Dans une analyse, Anne Debregeas, porte-parole de la Fédération SUD-Énergie, Ingénieure de recherche à EDF en économie et fonctionnement du système électrique, développe les arguments sur La nécessité d’un service public de l’énergie sous contrôle citoyen. 

Selon elle, il est également nécessaire de revenir à une grille tarifaire garantissant une stabilité des prix, une équité de traitement et l’accès à tous à l’énergie, qui pourrait passer par la gratuité des usages de base et des prix plus élevés pour les surconsommations. Les objectifs sociaux, d’aménagement du territoire et écologiques liés à l’énergie sont incompatibles avec des prix de marché. 
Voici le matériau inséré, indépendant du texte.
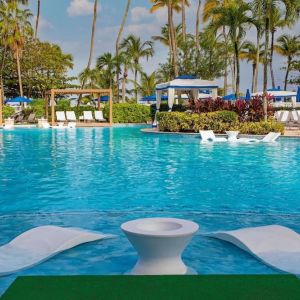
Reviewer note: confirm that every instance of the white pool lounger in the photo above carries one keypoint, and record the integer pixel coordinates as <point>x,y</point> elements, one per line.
<point>271,137</point>
<point>276,246</point>
<point>209,136</point>
<point>39,244</point>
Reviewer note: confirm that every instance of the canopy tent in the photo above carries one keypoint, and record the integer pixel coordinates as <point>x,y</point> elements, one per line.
<point>182,85</point>
<point>18,100</point>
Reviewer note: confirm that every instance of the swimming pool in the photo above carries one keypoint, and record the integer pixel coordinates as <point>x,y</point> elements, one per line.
<point>100,178</point>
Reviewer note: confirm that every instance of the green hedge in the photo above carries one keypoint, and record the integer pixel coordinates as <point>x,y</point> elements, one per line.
<point>129,113</point>
<point>8,111</point>
<point>219,122</point>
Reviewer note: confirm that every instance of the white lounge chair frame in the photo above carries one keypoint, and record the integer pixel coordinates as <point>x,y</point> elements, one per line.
<point>99,116</point>
<point>71,117</point>
<point>209,136</point>
<point>88,116</point>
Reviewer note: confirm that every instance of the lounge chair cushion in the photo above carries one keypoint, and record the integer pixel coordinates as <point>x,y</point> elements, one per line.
<point>276,246</point>
<point>41,243</point>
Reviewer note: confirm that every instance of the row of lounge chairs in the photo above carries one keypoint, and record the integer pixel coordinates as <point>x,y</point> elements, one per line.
<point>288,117</point>
<point>70,116</point>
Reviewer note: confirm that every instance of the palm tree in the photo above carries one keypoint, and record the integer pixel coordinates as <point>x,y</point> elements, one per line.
<point>289,47</point>
<point>17,29</point>
<point>147,85</point>
<point>234,18</point>
<point>248,52</point>
<point>197,32</point>
<point>37,19</point>
<point>137,49</point>
<point>171,5</point>
<point>107,63</point>
<point>164,38</point>
<point>92,42</point>
<point>120,35</point>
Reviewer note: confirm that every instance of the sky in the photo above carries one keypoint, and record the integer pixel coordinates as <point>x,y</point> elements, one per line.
<point>68,23</point>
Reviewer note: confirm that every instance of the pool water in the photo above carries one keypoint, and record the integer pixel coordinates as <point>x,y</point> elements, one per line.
<point>99,178</point>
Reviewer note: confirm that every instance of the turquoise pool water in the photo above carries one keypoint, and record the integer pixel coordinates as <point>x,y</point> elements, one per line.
<point>99,178</point>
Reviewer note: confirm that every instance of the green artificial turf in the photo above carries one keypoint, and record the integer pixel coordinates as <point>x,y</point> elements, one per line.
<point>283,287</point>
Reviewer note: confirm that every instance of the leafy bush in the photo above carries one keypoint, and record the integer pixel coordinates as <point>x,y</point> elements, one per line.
<point>217,121</point>
<point>8,111</point>
<point>129,113</point>
<point>248,111</point>
<point>165,107</point>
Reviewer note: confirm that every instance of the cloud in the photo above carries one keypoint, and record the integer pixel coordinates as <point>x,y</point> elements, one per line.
<point>43,23</point>
<point>80,8</point>
<point>139,13</point>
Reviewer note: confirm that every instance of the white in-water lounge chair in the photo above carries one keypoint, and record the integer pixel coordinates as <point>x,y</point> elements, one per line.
<point>41,243</point>
<point>71,117</point>
<point>61,117</point>
<point>99,116</point>
<point>276,246</point>
<point>209,136</point>
<point>88,116</point>
<point>284,116</point>
<point>271,137</point>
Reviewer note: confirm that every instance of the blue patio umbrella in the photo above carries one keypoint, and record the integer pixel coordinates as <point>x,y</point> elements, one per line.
<point>18,100</point>
<point>248,95</point>
<point>298,95</point>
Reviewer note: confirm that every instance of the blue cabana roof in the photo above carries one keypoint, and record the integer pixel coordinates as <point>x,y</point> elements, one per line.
<point>18,100</point>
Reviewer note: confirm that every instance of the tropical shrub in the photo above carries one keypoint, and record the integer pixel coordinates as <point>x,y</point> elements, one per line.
<point>219,122</point>
<point>8,111</point>
<point>248,111</point>
<point>129,113</point>
<point>165,107</point>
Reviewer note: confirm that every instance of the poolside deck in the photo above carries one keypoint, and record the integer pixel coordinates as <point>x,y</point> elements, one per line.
<point>215,287</point>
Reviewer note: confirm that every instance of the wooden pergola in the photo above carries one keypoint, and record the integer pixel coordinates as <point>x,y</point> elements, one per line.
<point>98,92</point>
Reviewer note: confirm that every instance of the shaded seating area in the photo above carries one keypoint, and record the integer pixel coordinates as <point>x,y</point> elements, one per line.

Les objectifs de service public pourraient être définis démocratiquement et contrôlés, par exemple via des contrats de service public, sur la base d’indicateurs clairs. 

“Il est temps que ce bien commun stratégique qu’est l’énergie cesse d’être considéré comme une marchandise, qu’il soit géré dans l’intérêt général et sous contrôle démocratique, dans le souci premier de répondre aux enjeux climatiques et écologiques, tout en garantissant l’accès à tous à l’énergie”, conclut-elle. 

Il est désormais imaginable, à moyen ou long terme, de concevoir un service public européen de l’énergie. 

Preuve qu’un retour du public est possible sur de grands marchés : au Royaume Uni, l’Etat vient de reprendre contrôle du service ferroviaire, après 25 années de libéralisation et de défaillances dénoncées de toutes parts (lire cet article du journal Le Monde). 

Re-municipalisation 

Nous assistons en réalité à un mouvement de fond. 

Le Transnational Institute a ainsi identifié plus de 1.400 initiatives de (re)municipalisation dans 58 pays (illustration ci-dessous). 

En Europe, l’Allemagne fait figure de champion, grâce à la participation des collectivités locales aux projets d’énergies renouvelables.